Gözlerini ne kadar açmak istese de sanki bir ağırlık var gibiydi. Başında yüksek bir ağrı, vücudunu ise bitkin hissediyordu.
Yüzüne birinin vurduğunu hissetse de tam olarak gözleri hala açamamıştı.

Genç adam endişeyle baygın yatan genç kadının suratına vuruyordu. “Uyan kızım!”

Endişesi giderek artarken ne yapması gerektiği konusunda hiçbir fikri yoktu. Bildiği tek şey iki aşiretinde onu yaşatmayacağıydı. "Allah benim belamı versin!" Kısa bir an düşündüğünde kendisine kıyamayacağı aklına geldi. "Yok, lan vermesin.

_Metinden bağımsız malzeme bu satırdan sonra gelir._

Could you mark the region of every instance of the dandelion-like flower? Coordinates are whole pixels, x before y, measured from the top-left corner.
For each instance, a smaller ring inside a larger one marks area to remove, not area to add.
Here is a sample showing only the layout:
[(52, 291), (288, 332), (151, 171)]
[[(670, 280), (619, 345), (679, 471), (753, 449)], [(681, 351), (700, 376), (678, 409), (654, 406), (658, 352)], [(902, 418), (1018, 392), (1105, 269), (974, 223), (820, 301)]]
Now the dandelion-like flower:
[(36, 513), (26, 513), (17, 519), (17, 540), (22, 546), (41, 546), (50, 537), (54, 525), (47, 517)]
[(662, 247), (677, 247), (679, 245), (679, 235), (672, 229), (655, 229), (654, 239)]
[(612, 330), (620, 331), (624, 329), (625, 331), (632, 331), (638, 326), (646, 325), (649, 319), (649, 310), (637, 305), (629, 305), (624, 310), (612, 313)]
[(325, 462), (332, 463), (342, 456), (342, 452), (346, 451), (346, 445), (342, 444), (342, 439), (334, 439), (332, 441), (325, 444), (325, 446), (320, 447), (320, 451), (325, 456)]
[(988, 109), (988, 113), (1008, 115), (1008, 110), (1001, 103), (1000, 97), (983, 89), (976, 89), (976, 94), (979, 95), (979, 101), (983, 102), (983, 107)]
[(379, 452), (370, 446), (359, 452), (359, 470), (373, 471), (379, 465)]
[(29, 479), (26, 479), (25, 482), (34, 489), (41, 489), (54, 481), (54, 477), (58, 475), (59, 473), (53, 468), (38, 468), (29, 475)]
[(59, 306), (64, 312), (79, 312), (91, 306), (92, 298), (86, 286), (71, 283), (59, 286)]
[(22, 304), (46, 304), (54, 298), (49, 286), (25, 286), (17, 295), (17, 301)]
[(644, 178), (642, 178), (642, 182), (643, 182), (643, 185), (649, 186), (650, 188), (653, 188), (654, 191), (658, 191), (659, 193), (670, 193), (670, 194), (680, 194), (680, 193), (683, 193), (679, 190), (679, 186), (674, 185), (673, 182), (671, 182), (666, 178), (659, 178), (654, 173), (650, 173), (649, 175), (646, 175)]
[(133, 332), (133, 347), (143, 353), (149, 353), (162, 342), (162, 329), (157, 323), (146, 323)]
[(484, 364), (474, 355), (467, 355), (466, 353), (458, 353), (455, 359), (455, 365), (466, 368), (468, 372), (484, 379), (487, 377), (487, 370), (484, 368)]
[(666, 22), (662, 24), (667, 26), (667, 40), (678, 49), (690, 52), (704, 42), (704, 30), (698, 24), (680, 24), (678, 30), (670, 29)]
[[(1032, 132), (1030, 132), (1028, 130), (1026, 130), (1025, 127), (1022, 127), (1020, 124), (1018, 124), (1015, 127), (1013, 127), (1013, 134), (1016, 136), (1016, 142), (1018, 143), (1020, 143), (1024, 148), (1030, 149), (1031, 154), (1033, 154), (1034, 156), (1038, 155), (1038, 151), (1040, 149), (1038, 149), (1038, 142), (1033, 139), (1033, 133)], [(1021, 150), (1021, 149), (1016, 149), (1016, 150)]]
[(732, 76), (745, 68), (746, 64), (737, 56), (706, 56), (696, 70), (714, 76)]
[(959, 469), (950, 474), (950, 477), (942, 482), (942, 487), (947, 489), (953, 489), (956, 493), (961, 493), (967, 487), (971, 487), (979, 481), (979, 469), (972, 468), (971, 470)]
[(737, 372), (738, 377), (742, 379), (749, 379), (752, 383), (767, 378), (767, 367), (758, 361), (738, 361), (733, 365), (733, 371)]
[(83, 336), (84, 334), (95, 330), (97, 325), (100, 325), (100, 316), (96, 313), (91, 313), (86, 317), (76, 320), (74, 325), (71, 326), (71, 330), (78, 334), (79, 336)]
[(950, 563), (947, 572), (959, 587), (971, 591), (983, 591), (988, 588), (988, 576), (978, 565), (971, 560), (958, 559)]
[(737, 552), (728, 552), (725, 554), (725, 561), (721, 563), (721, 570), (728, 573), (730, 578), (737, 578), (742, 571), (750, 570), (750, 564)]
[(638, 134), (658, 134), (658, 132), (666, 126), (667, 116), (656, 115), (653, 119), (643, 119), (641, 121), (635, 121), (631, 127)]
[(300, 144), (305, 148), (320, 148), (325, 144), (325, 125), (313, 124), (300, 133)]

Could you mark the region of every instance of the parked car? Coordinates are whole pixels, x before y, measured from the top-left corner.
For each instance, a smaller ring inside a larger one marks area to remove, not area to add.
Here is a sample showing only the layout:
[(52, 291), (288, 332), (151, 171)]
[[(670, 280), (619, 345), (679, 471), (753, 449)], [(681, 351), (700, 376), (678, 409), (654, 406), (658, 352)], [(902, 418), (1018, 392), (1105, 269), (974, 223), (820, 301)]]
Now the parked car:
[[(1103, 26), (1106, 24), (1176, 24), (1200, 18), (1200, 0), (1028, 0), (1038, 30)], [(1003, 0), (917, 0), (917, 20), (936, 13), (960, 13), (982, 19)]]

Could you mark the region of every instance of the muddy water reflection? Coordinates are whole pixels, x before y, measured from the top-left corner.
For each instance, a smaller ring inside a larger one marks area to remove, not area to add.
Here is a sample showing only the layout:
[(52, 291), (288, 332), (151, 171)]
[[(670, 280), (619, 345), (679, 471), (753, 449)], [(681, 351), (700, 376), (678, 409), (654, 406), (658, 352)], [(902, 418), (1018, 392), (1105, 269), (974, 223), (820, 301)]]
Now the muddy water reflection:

Ulan bu yakışıklı adama nasıl bela okuyabilirim?"

Odada bulunan aynanın önüne geçerek saçlarını düzeltti. "Çok yakışıklıyım lan!"

Genç kadın gözlerini araladığında ilk baş bulanık bir görüntü olsa da git gide görüşü netleşiyordu.

"Harbi kızlar kapımı aşındırıp duruyor. Oğlum bu yakışıklılık nerden?"

Gözeri tam görmeye başladığında tepesinde saçlarını düzeltip sırıtan bir adam vardı.

Onun evinde bir adam!

Kimdi bu lavuk?!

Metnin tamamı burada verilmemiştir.